His eyes darted over the cluttered bookcase and file cabinets lining the walls. “I could have changed my mind and switched the hiding place while thoroughly distracted, thinking about whatever magnificent story I might have been working on at the time. Sorry, Pete, I’m just not sure. But on the other hand, while feverishly searching for the stones, I came across a couple of other things here and there which I thought I’d stored someplace else. Maybe I’m just going nuts.”
“Or maybe somebody’s just trying to make you think so.”
“Same difference, ain’t it?”
We talked some more. I asked him what sort of articles he’d been working on in recent months, about business dealings he might have had or any run-ins of any kind with people, no matter how minor they seemed. Benny was a fairly competent photographer as well, so he could illustrate the various trade stories that might call for that. I asked him about the photos he’d been taking lately. And as we talked, I could understand how the cops must have felt about things. Benny just wasn’t the sort of fellow who stepped on people’s toes. The stories he’d been working on were the same sort of obscure writing he’d been doing for two decades.
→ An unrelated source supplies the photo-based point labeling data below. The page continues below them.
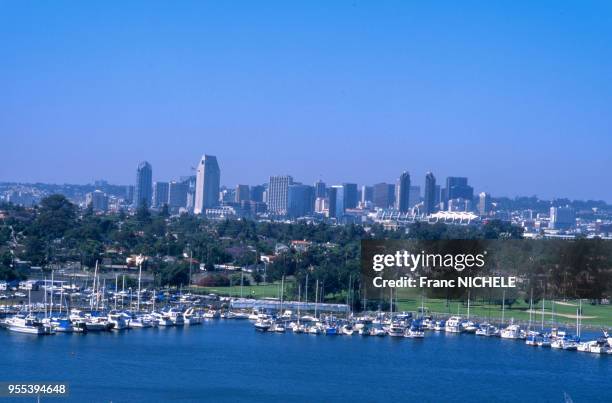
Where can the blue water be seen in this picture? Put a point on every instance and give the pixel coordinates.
(228, 361)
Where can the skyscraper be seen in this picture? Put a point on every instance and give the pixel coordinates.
(332, 194)
(129, 194)
(300, 200)
(256, 193)
(366, 193)
(402, 193)
(243, 193)
(208, 178)
(429, 204)
(383, 195)
(562, 217)
(277, 194)
(160, 194)
(415, 196)
(177, 195)
(144, 184)
(320, 189)
(97, 199)
(484, 204)
(457, 188)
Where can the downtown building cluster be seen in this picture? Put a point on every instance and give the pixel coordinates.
(394, 204)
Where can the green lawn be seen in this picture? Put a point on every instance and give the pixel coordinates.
(409, 300)
(564, 312)
(253, 291)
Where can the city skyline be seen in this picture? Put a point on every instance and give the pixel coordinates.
(346, 92)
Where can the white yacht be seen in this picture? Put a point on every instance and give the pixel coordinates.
(192, 317)
(453, 325)
(141, 321)
(27, 324)
(511, 332)
(162, 319)
(176, 317)
(118, 320)
(347, 330)
(487, 330)
(211, 314)
(415, 332)
(396, 330)
(564, 344)
(262, 325)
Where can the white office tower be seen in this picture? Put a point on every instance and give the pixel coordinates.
(207, 184)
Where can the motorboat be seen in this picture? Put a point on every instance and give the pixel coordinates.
(347, 330)
(27, 324)
(262, 325)
(511, 332)
(453, 325)
(415, 331)
(396, 330)
(565, 343)
(162, 319)
(176, 316)
(211, 314)
(330, 330)
(469, 326)
(377, 331)
(487, 330)
(119, 320)
(191, 317)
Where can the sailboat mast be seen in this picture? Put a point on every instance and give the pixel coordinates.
(139, 278)
(316, 297)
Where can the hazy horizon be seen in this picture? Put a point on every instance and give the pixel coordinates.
(514, 96)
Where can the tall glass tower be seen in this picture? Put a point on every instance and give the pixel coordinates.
(208, 178)
(144, 184)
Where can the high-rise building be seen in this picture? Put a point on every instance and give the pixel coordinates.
(346, 198)
(243, 193)
(562, 217)
(429, 204)
(402, 193)
(320, 189)
(177, 195)
(160, 194)
(300, 200)
(321, 205)
(208, 180)
(144, 184)
(415, 196)
(484, 204)
(367, 193)
(332, 194)
(278, 194)
(256, 193)
(351, 195)
(383, 195)
(457, 188)
(98, 200)
(129, 194)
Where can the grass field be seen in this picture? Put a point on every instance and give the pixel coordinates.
(564, 311)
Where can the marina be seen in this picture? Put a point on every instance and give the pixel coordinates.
(227, 360)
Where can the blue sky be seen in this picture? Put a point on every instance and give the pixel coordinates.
(514, 95)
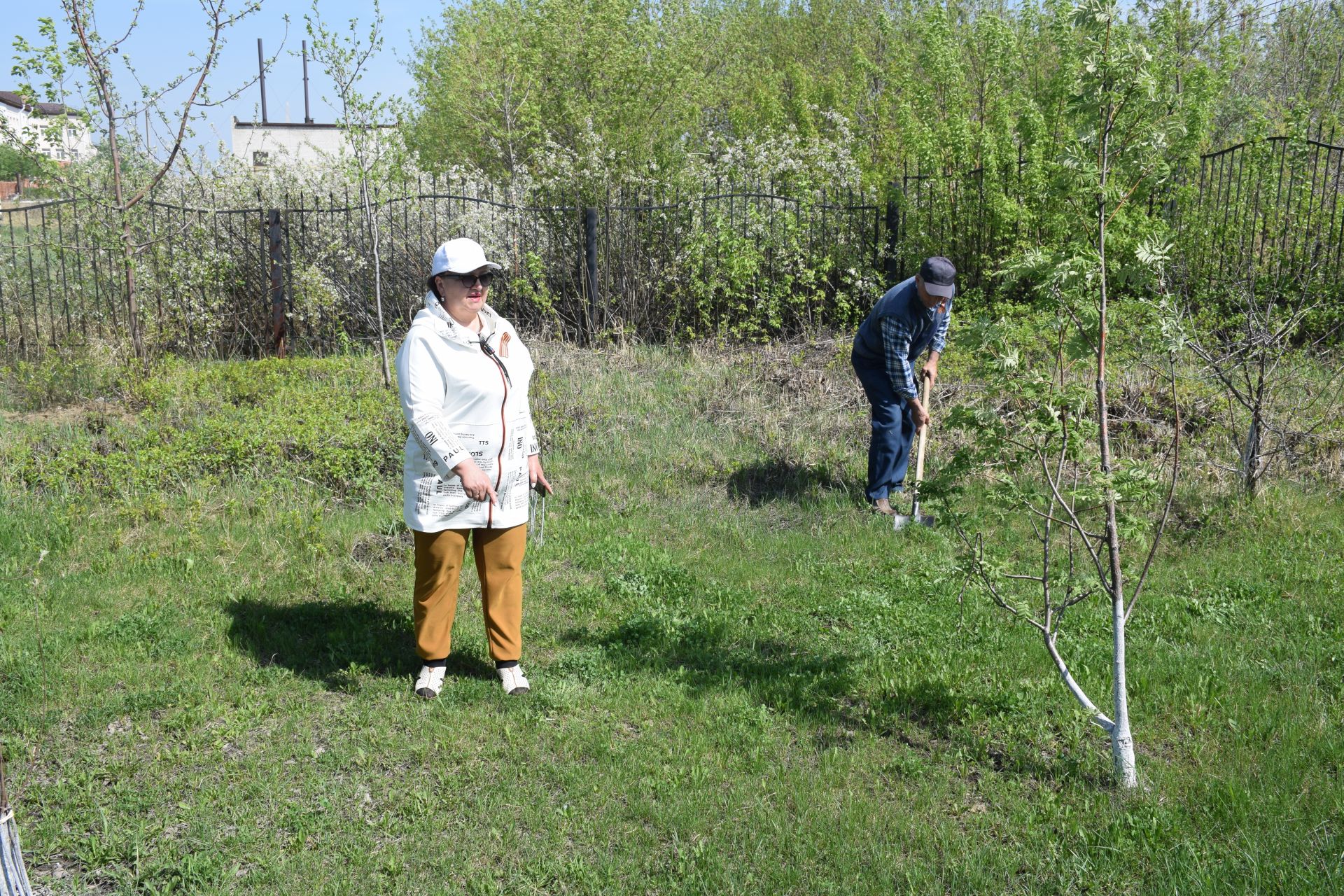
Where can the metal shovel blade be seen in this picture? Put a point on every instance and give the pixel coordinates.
(902, 520)
(14, 878)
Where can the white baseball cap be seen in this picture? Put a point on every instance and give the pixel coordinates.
(460, 255)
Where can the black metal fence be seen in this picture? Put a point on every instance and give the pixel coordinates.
(1265, 213)
(742, 261)
(1269, 213)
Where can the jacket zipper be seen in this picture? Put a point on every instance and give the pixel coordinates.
(499, 458)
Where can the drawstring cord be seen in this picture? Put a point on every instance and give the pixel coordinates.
(537, 498)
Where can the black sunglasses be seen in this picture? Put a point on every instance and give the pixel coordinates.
(470, 280)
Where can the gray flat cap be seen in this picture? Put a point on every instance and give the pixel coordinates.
(939, 276)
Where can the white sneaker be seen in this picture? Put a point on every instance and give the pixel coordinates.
(514, 680)
(430, 681)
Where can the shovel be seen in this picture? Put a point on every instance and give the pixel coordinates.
(901, 520)
(14, 879)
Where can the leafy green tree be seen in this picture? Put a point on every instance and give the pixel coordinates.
(1051, 451)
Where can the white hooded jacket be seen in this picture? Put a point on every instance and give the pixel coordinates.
(461, 402)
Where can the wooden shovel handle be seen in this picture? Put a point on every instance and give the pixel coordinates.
(924, 433)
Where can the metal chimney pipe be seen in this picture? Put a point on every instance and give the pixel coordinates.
(308, 118)
(261, 69)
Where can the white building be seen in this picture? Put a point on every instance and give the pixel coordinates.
(31, 122)
(274, 143)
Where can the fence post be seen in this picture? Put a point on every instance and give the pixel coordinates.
(590, 266)
(277, 282)
(890, 264)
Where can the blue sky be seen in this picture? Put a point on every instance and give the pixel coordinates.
(169, 30)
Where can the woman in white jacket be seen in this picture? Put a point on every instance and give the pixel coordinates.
(470, 458)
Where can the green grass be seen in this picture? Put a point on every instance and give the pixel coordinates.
(742, 682)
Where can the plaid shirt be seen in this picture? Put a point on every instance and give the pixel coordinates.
(895, 339)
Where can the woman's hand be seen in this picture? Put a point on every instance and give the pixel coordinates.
(475, 482)
(536, 475)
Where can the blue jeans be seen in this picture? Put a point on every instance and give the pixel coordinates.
(892, 430)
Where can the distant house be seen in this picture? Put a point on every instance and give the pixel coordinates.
(264, 144)
(34, 120)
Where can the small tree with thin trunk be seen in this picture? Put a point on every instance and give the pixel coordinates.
(84, 67)
(1073, 512)
(375, 149)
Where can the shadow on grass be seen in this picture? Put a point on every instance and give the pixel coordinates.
(818, 688)
(324, 641)
(781, 480)
(827, 688)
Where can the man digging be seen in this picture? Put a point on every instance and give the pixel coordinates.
(909, 318)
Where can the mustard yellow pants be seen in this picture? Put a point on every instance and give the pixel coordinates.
(499, 564)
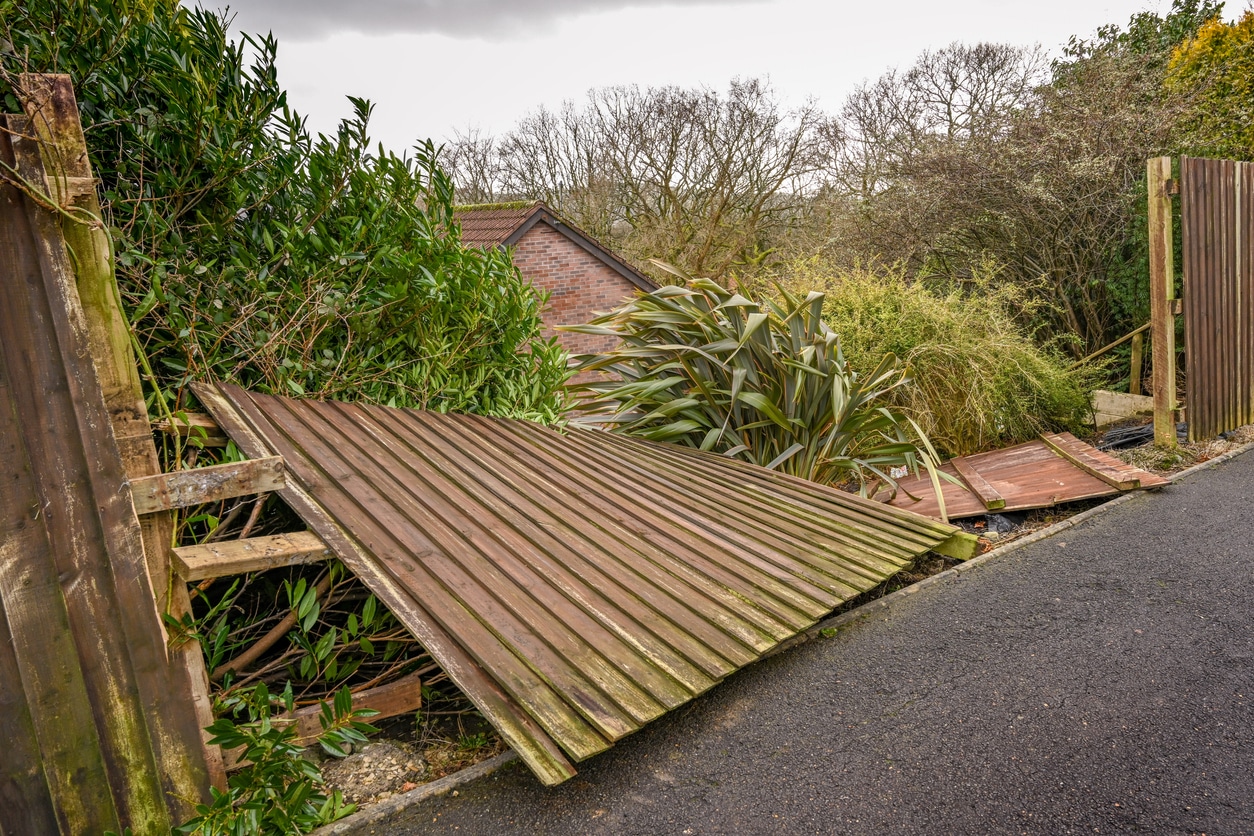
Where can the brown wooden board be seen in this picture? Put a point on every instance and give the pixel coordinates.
(1217, 202)
(1026, 476)
(252, 554)
(67, 176)
(87, 641)
(576, 584)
His only business dealings, aside from paying the bills that came regularly in the mail, was to send off queries to editors of various journals suggesting stories he could do for them.
“I did disappoint the editor of Concrete Today,” he told me. “Went up to a place just outside of Vancouver, B.C., to do a yarn about an outfit fixing to build a bunch of elegant houseboats on ferroconcrete hulls, but they went bankrupt at the last minute so there was no story there after all. But that’s hardly enough to kill over.”
I asked embarrassing questions Benny swore not even the cops had asked, like was he running around on the side with somebody else’s wife? Did he have a homosexual lover? Did he have any other secret passions or vices nobody was supposed to know about? He just sat at his desk and giggled at all these things.
“Okay, I give up. For tonight, anyway,” I told him. “We’ll go at it again tomorrow.”
Before he closed up the office, Benny called home to tell his wife he was running a little late. He still didn’t tell her I was in town. I complained about that after he hung up.
“Hey, not to worry. Look, some guys once in a while bring home flowers. I sometimes bring home a tall drink of water from the past. It’ll floor her.”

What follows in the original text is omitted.